If the person seeking to help an alcoholic was a spouse, then they should meet the other recovering spouse on the same mature emotional level that the treated alcoholic would be adopting during treatment. He recommends going to the nearest mental hygiene clinic to assist in that process.

Robert C. Ruark, complaining about the high prices of dinner, finds in one restaurant, however, a relatively reasonably priced meal for $2.35, with the choice of half a chilled grapefruit, tomato juice cocktail, cold creamed Vichy-souisse or jellied tomato Madrilene and baby lamb stew, with plenty of vegetables, rolls, butter and coffee. He flashes back to 1935 in Washington, wherein there had been White Tower hamburger stands, where impoverished young men could dine on a decent hamburger, with onion, ketchup and bread on both sides for a nickel per burger, and twice-refillable coffee for a "jit" per cup, such that for a quarter, one could quell hunger pangs, affording four hamburgers and at least 3 cups of coffee. Tomato juice was also available for a nickel per large glass. The People's Drugstores had offered a milkshake for a dime, providing the shaker which enabled about 2 1/2 glasses full, with enough ice cream to "choke you on the lumps". Any sandwich was a dime except for the club, which was 15 cents, and two hands were needed to hold it. A carton of cigarettes had cost 92 cents. Bonded bourbon called "Green River" had been on sale at $1.69 per quart, scotch cost $2.89, and one could obtain a half-gallon of wine for 50 cents.

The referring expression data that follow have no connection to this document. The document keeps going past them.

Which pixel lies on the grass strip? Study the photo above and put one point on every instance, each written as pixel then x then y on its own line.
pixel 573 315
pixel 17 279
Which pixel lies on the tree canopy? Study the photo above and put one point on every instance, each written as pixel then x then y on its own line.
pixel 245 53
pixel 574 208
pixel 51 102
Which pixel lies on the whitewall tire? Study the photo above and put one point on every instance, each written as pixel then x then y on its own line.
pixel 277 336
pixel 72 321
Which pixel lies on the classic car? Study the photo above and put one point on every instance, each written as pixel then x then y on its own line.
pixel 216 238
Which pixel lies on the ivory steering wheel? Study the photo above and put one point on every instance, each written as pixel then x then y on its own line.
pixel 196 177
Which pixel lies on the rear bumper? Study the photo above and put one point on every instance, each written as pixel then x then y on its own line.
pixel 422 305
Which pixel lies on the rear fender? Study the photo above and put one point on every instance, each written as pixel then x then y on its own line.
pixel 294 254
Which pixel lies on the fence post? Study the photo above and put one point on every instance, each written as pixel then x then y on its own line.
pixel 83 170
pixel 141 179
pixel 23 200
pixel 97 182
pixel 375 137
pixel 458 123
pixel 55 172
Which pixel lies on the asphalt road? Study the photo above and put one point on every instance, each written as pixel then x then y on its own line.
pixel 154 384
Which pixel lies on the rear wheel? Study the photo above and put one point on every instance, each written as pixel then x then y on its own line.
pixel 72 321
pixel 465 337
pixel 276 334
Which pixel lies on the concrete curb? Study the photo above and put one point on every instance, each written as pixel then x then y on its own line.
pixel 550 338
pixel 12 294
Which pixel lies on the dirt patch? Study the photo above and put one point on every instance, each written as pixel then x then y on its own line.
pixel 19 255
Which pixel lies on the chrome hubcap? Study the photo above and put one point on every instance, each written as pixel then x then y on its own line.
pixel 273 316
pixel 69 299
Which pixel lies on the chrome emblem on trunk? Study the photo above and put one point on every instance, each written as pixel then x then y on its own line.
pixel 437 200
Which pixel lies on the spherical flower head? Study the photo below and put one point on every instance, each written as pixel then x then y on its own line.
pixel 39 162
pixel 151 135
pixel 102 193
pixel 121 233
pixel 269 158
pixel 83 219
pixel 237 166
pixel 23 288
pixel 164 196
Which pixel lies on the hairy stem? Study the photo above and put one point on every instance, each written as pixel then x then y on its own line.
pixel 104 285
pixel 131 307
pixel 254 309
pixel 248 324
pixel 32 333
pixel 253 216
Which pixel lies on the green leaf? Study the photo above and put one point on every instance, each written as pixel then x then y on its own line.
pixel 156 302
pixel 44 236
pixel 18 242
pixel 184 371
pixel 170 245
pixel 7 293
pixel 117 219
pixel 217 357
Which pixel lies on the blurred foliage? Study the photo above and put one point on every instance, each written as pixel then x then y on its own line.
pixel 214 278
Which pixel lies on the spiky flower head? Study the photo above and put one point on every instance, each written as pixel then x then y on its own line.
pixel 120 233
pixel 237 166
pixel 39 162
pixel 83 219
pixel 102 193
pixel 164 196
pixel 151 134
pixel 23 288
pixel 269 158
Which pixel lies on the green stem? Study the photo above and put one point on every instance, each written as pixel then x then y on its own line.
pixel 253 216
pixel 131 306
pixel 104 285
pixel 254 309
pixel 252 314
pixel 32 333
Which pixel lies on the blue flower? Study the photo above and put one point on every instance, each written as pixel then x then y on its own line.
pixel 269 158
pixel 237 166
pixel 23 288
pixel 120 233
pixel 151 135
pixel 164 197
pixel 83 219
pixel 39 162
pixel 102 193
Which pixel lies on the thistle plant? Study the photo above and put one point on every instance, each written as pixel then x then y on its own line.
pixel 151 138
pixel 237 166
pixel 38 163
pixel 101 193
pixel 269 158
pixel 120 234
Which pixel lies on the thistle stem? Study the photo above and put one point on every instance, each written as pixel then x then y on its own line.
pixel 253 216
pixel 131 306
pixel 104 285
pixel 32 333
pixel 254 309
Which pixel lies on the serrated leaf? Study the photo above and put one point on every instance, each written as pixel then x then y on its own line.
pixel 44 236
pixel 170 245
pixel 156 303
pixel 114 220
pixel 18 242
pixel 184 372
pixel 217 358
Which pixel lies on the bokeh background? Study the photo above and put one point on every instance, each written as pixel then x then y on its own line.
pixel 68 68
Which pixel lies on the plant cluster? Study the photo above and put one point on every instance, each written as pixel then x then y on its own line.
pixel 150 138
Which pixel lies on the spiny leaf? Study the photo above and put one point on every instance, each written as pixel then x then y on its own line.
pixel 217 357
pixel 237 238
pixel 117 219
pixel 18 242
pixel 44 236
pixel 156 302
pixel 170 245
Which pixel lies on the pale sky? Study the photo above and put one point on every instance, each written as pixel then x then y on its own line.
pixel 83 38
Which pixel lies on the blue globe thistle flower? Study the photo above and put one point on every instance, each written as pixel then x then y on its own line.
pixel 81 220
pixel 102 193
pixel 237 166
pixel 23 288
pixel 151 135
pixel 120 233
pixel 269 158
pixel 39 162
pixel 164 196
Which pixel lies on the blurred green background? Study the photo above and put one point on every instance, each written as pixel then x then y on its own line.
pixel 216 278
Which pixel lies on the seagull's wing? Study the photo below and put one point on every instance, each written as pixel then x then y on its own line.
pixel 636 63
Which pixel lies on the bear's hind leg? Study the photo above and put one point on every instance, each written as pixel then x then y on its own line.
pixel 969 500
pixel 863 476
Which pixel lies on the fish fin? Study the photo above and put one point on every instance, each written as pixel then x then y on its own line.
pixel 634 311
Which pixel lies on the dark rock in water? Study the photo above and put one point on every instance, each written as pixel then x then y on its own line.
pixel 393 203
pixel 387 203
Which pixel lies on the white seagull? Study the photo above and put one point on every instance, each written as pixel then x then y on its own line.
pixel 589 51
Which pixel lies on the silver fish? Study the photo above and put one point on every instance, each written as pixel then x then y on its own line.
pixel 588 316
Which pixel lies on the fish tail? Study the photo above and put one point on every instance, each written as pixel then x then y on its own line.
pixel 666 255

And he goes on touting the cheaper prices of 1935.

He says that about that time, he had met the woman he eventually married, whose family owned an icebox, and he had just celebrated 16 years of marriage with her, sometimes reflecting that the whole thing might have been cheaper if he had kept on eating at a restaurant around the corner from the Daily News where he worked at the time, even at 75 cents for the full meal.